Uma voz feminina fora do palco chama pelo nome da criança, que sai correndo em direção a ela, deixando o cavalo branco no chão. Um homem sem camisa atravessa o palco correndo. Logo atrás um policial faz o mesmo, depois o cadeirante também, em alta velocidade. Ouve-se tiros e alguns gritos. O morador corre até o meio do palco, e observa o que acontece fora dele. Resmunga baixo, desaprovando algo. Caminha até a frente do palco, na frente da mesa e faz sinais de que está chamando alguém na direção da plateia.
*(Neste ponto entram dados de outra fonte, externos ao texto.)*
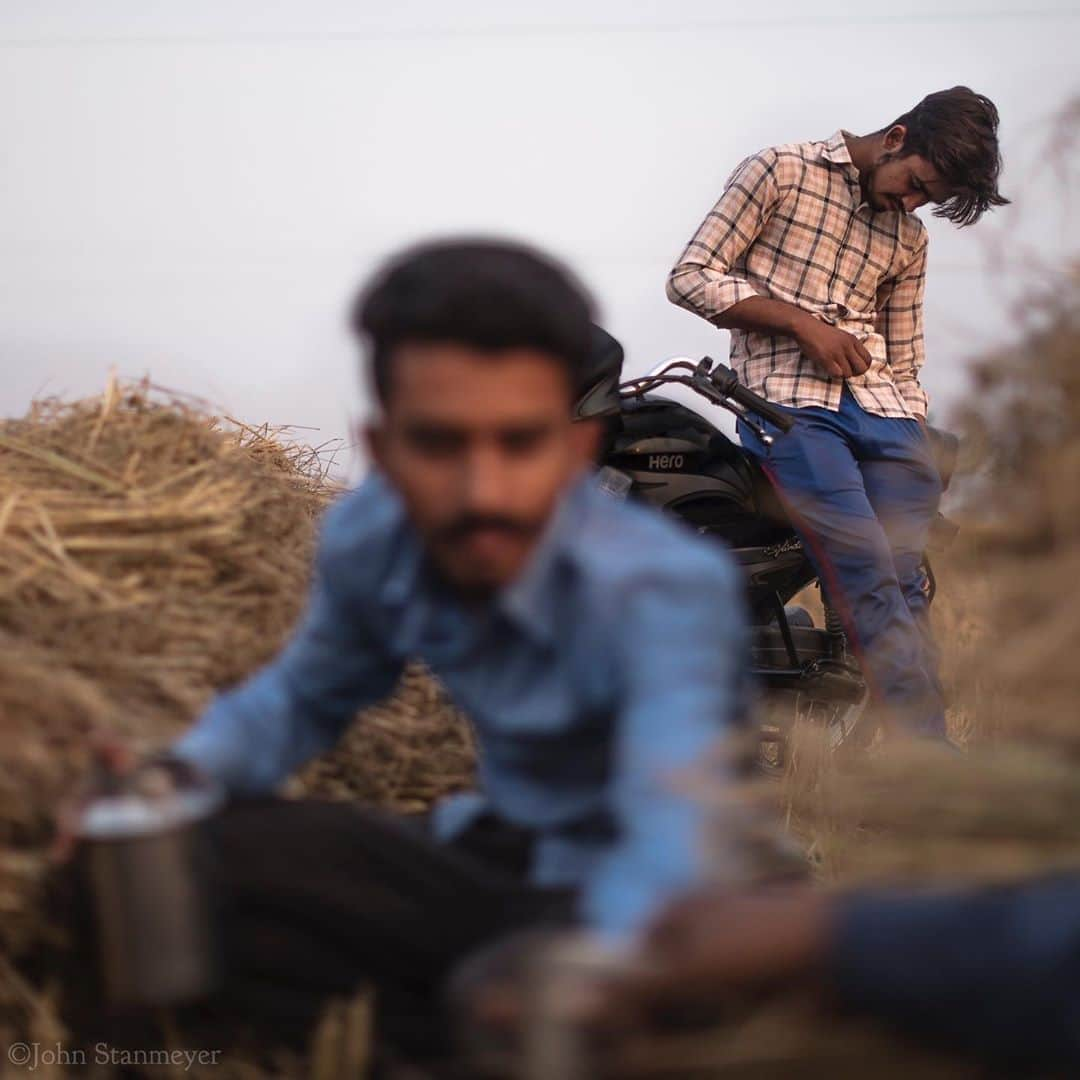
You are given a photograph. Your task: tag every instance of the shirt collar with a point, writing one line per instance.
(835, 150)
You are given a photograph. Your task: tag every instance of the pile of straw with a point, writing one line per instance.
(151, 554)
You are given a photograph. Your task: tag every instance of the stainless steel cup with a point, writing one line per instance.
(146, 865)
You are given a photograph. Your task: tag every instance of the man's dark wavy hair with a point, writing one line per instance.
(486, 294)
(957, 132)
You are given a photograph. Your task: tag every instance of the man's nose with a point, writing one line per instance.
(485, 482)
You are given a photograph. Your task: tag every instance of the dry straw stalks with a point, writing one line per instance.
(150, 554)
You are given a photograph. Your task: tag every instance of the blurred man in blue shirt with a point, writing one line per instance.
(597, 648)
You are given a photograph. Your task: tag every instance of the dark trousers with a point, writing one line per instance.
(319, 899)
(862, 491)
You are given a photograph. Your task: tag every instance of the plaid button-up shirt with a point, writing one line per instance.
(792, 225)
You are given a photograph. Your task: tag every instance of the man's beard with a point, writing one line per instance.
(866, 183)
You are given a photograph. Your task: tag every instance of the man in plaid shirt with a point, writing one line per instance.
(815, 262)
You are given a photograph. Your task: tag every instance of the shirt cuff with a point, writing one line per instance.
(726, 293)
(914, 395)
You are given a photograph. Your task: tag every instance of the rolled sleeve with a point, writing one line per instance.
(704, 280)
(683, 656)
(253, 737)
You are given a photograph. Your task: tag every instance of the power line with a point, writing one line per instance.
(544, 29)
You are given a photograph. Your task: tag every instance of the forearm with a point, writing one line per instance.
(765, 315)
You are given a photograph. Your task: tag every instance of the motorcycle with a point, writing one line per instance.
(676, 458)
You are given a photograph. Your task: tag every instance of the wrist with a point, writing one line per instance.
(797, 323)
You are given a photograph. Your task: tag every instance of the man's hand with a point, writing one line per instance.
(116, 768)
(835, 351)
(714, 942)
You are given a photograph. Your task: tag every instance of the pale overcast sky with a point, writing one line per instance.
(192, 189)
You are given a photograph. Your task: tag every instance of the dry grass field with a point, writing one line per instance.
(150, 554)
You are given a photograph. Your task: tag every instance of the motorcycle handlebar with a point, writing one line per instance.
(728, 385)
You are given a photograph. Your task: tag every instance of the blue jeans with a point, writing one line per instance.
(862, 491)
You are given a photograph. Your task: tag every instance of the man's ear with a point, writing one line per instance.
(894, 137)
(585, 436)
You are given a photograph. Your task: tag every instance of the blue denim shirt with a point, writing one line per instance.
(615, 661)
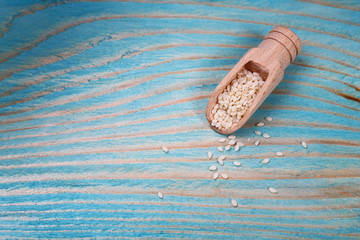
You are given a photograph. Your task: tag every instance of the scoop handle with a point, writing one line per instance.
(282, 44)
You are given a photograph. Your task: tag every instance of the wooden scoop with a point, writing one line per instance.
(278, 49)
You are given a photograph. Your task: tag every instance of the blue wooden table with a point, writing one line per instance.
(91, 90)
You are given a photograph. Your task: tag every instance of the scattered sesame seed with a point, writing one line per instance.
(240, 144)
(266, 135)
(221, 160)
(165, 149)
(273, 190)
(265, 160)
(234, 203)
(232, 142)
(279, 154)
(216, 175)
(224, 176)
(213, 168)
(260, 124)
(269, 119)
(237, 163)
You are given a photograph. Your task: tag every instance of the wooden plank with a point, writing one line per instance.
(91, 90)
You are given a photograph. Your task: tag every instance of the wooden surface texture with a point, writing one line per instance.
(91, 90)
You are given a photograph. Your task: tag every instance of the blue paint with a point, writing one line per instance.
(81, 147)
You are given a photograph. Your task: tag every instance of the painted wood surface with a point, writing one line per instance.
(91, 90)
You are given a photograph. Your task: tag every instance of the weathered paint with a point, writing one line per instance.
(91, 90)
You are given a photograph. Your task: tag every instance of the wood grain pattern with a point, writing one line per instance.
(91, 90)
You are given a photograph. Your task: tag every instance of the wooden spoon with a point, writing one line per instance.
(278, 49)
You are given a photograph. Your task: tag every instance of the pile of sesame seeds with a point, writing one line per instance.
(226, 144)
(236, 98)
Assovia. Grita: Eeei!!! Eeei!!! Preciso falar contigo!!
Resmunga novamente, aparentemente sem resposta. Senta em um banco ainda de frente pra plateia, retira uma bergamota do bolso e começa descascar jogando as cascas no chão. Um malabarista com a cara pintada e chapéu carregando três facões para no centro do palco, atrás da mesa, e começa fazer malabarismo com os facões. O morador se vira para ver, chupando a bergamota e cuspindo as sementes no chão. Alguns transeuntes com medo dos facões começam a desviar do malabarista. Passam pela frente da mesa e alguns bem no fundo do palco, olhando com olhares assustados. Outros param para ver. O malabarista deixa um facão cair no final da apresentação, recolhe-o, e saúda alguns espectadores com uma reverência. Depois retira seu chapéu e vai na direção deles para que coloquem dinheiro dentro dele. Todos os espectadores se dissipam sem dar nada.
O morador chama o malabarista, que vem até ele.
– Porra irmão, ia te dar cinquenta reais se não deixasse aquele facão cair no final – diz o morador.
– Quê?! Pergunta o malabarista desconfiado.
– Olha só cara. Você está fazendo isso errado. Essas pessoas te acham uma sanguessuga, e eles não deixam alguém assim como você sugar o dinheirinho deles, eles preferem serem comidos pelos patrões, entende? O que você vai fazer daqui pra frente é o seguinte. Escolha uma esquina da cidade, movimentada, e fique nela durante três meses, todos os dias. Faça teu malabarismo como nunca fez, aperfeiçoe, e ao acabar, não vá pedir dinheiro, porque é isso que eles esperam, porque eles são assim, tudo que fazem colocam preços. Apenas cumprimente os motoristas da primeira fila, saia andando e sente ao lado da rua. Mostre superioridade, eles amam isso. Logo, logo, sua fama irá se espalhar. Chegarão em rodas de amigos e esposas e citarão você. “Vocês viram aquele paspalho que faz malabarismo de graça no sol e na chuva? Como alguém consegue fazer isso?” Sem demora alguns vão te chamar pra lhe dar alguns trocados pela janela e te apertarão a mão, vão querer te igualar a eles, cada vez mais. Você se tornará personalidade, aquela esquina ficará congestionada, haverá palmas, você será um herói, dando alegria para humanos de graça, tipo Deus.
– E como eu faço pra comer nos primeiros meses?
– Sei lá. Corta cana.
– Tá maluco?!
Malabarista sai do palco por um lado e o morador pelo outro.